In gesprek met Motorsport.com heeft Jos Verstappen laten weten dat hij allerminst blij is met de huidige ontwikkelingen binnen het team van zijn zoon Max. Volgens Verstappen senior vertrekken er namelijk te veel kopstukken en is dat indirect de schuld van Red Bull-teambaas Christian Horner.
Steeds meer kopstukken besluiten om de Red Bull-organisatie te verlaten. Zo kondigde Adrian Newey in mei van dit kalenderjaar aan te vertrekken bij Red Bull (inmiddels is bekend dat hij naar Aston Martin zal verkassen vanaf 1 maart 2025), werd bekend dat Jonathan Wheatley het team volgend jaar zal gaan verlaten voor het Formule 1-project van Audi en werd onlangs bekend dat Will Courtenay, die al meer dan twintig jaar bij Red Bull werkt als Head of Race Strategy, naar het team van McLaren zal gaan.
Een flinke leegloop dus bij Red Bull, iets waar Verstappen senior al voor waarschuwde begin dit jaar. "Het kan niet doorgaan zoals het nu gaat. Het zal ontploffen. Er is hier spanning zolang hij (Horner, red.) op zijn positie blijft", vertelde Jos Verstappen eerder dit jaar aan Mail Sport.
Tijdens de East Belgian Rally kreeg Verstappen de vraag hoe hij over het meest recente vertrek van Courtenay denkt. Volgens Verstappen is het vertrek van de topman precies waarvoor hij heeft gewaarschuwd in het begin van het seizoen.
"Ja, daar heb ik voor gewaarschuwd. Het team zegt dan: 'Oh, het maakt niet uit, we hebben iemand anders (die we op die positie kunnen zetten, red.).' Maar er gaan nu te veel mensen (weg, red.). En Max krijgt er elke keer vragen over en zo. Dus ja, ik denk dat het gewoon niet goed is wat er nu gebeurt", zegt de voormalig Formule 1-coureur in gesprek met Motorsport.com.

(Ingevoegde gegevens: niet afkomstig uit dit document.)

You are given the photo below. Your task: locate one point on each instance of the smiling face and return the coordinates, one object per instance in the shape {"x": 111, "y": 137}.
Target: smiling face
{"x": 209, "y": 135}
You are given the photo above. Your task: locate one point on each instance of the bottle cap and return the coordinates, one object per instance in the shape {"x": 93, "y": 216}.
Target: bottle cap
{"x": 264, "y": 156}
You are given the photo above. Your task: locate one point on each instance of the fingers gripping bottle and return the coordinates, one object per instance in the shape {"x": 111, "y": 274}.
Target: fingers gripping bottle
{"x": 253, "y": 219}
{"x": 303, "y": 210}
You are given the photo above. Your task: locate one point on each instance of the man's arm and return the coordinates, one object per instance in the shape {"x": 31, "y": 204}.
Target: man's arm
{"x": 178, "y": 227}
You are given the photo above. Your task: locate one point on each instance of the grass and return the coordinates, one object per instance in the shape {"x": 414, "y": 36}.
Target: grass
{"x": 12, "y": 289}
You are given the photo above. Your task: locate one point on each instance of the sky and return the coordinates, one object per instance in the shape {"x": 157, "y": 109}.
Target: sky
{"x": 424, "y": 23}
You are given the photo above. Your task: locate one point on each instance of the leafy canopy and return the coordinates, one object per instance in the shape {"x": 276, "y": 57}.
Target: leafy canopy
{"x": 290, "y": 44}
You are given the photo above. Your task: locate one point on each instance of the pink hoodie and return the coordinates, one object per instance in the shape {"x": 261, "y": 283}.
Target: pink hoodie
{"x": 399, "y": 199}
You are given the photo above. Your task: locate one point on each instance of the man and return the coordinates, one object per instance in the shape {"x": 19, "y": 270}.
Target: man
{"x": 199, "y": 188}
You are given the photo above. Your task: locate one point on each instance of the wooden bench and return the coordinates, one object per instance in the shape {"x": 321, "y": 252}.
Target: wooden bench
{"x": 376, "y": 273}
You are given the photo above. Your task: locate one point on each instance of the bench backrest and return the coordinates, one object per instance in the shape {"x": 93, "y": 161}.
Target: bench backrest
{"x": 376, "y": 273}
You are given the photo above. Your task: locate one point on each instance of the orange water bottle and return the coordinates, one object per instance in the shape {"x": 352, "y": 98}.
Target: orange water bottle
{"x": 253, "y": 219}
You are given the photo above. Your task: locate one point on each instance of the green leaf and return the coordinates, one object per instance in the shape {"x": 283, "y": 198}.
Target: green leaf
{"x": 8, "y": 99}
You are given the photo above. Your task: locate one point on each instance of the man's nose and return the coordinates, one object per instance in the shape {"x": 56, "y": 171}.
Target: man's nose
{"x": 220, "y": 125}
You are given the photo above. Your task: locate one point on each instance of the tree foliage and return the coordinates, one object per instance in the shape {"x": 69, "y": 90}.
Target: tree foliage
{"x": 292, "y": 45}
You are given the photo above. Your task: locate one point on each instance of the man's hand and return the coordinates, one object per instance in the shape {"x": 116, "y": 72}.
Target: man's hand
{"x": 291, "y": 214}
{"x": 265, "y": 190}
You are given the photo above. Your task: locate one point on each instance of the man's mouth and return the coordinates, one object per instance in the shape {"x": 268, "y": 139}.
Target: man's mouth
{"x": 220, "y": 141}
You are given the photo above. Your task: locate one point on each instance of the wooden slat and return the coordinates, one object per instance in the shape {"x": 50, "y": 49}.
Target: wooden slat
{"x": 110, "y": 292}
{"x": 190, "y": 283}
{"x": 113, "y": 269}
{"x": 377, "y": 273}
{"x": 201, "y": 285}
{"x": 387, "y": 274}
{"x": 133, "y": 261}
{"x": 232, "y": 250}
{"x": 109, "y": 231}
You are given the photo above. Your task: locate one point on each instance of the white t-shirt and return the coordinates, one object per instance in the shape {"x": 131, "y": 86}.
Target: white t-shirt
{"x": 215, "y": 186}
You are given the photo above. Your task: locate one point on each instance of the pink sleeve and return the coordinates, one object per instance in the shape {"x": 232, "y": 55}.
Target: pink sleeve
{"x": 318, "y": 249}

Waar Verstappen senior zich dus grote zorgen maakt over de leegloop bij het team van Red Bull, is er volgens teambaas Horner niets aan de hand en kan Red Bull zich prima redden met de werknemers die er momenteel zijn. Verstappen senior ziet daarin echter een duidelijke eigenschap van Horner. "Hij (Horner, red.) verdoezelt het altijd", aldus Jos the Boss.